Les simulations climatiques utilisées pour décrire le climat du futur auquel nous devons nous adapter comprennent des vagues de chaleur, des sécheresses météorologiques ou des sécheresses des sols. Il nous permet de situer l’été 2026 par rapport aux étés d’une France à +2 °C (horizon 2030 de la TRACC) +2.7° C (horizon 2050 de la TRACC) ou +4 °C (horizon 2100 de la TRACC).
On peut ainsi situer l’année 2026 au regard de l’écart relatif du cumul des précipitations et des températures moyennes des étés projetés aux horizons 2050 et 2100 de la TRACC (17 modèles et 20 années).
Pour la France hexagonale et la Corse, l’été 2026 préfigure les étés auxquels nous pourrions être confrontés à l’avenir.
Ses températures moyennes élevées correspondraient à un été ordinaire dans une France à +4 °C.
En termes de pluviométrie, l’été 2026 resterait parmi les étés les moins arrosés d’une France à +2,7 °C, et correspondrait à un été peu arrosé dans une France à +4 °C.
Néanmoins, des étés encore plus chauds et moins arrosés se produiraient au 21e siècle.
L’année 2026 se situerait parmi les années avec le plus grand nombre de jours de vague de chaleur attendus par nos projections à l’horizon 2030 (France à +2 °C).

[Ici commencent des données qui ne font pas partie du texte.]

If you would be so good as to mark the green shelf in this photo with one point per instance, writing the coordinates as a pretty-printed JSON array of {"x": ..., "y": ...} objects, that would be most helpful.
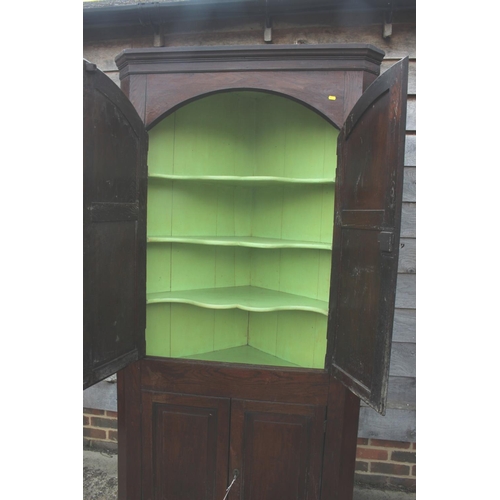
[
  {"x": 242, "y": 354},
  {"x": 252, "y": 180},
  {"x": 241, "y": 241},
  {"x": 247, "y": 298}
]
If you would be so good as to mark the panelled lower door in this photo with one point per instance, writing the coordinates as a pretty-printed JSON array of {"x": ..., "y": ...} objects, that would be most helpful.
[
  {"x": 276, "y": 450},
  {"x": 185, "y": 446},
  {"x": 366, "y": 236}
]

Dès l’horizon 2050 (France à +2,7 °C), on pourrait atteindre 55 jours de vague de chaleur en moyenne une année sur 20. A l’horizon 2100 (France à +4 °C), 2026 serait un été moyen, certains étés présentant un nombre nettement supérieur de jours de vague de chaleur (jusqu’à plus de 100 jours).

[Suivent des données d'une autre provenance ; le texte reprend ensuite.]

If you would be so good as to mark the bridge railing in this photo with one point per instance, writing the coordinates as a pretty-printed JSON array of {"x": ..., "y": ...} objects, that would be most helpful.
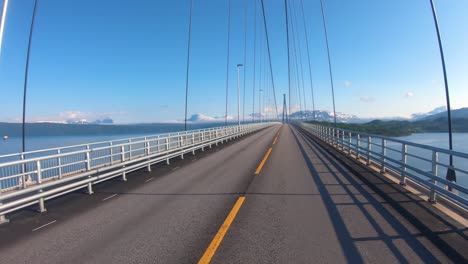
[
  {"x": 33, "y": 177},
  {"x": 422, "y": 165}
]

Pour la Méditerranée nord-occidentale en particulier, l'anomalie de température de la mer observée cet été correspond à un événement exceptionnel et peu probable dans le climat actuel. Or ce même événement devient possible d'ici 2050, et pourrait devenir courant dans une France à +4 °C à l’horizon 2100.
Conséquence des températures élevées et du manque de pluie, la moyenne de l’indice d’humidité des sols pour l’été 2026 se situe au niveau des étés les plus secs dans une France à +2,7 °C, et deviendrait ordinaire dans une France à +4 °C.
Dans une France à +4 °C d'ici à 2100, le risque de feu se généraliserait à l’ensemble du pays avec une forte aggravation dans la région méditerranéenne. La saison des feux pourrait durer 1 à 2 mois supplémentaires dans certaines régions.
Sans réduction des émissions de gaz à effet de serre plus rapide au niveau planétaire, des évènements plus sévères deviendront possibles dans les prochaines années et probables dans les prochaines décennies. L'été 2026 illustre ainsi très concrètement une trajectoire déjà documentée par nos projections.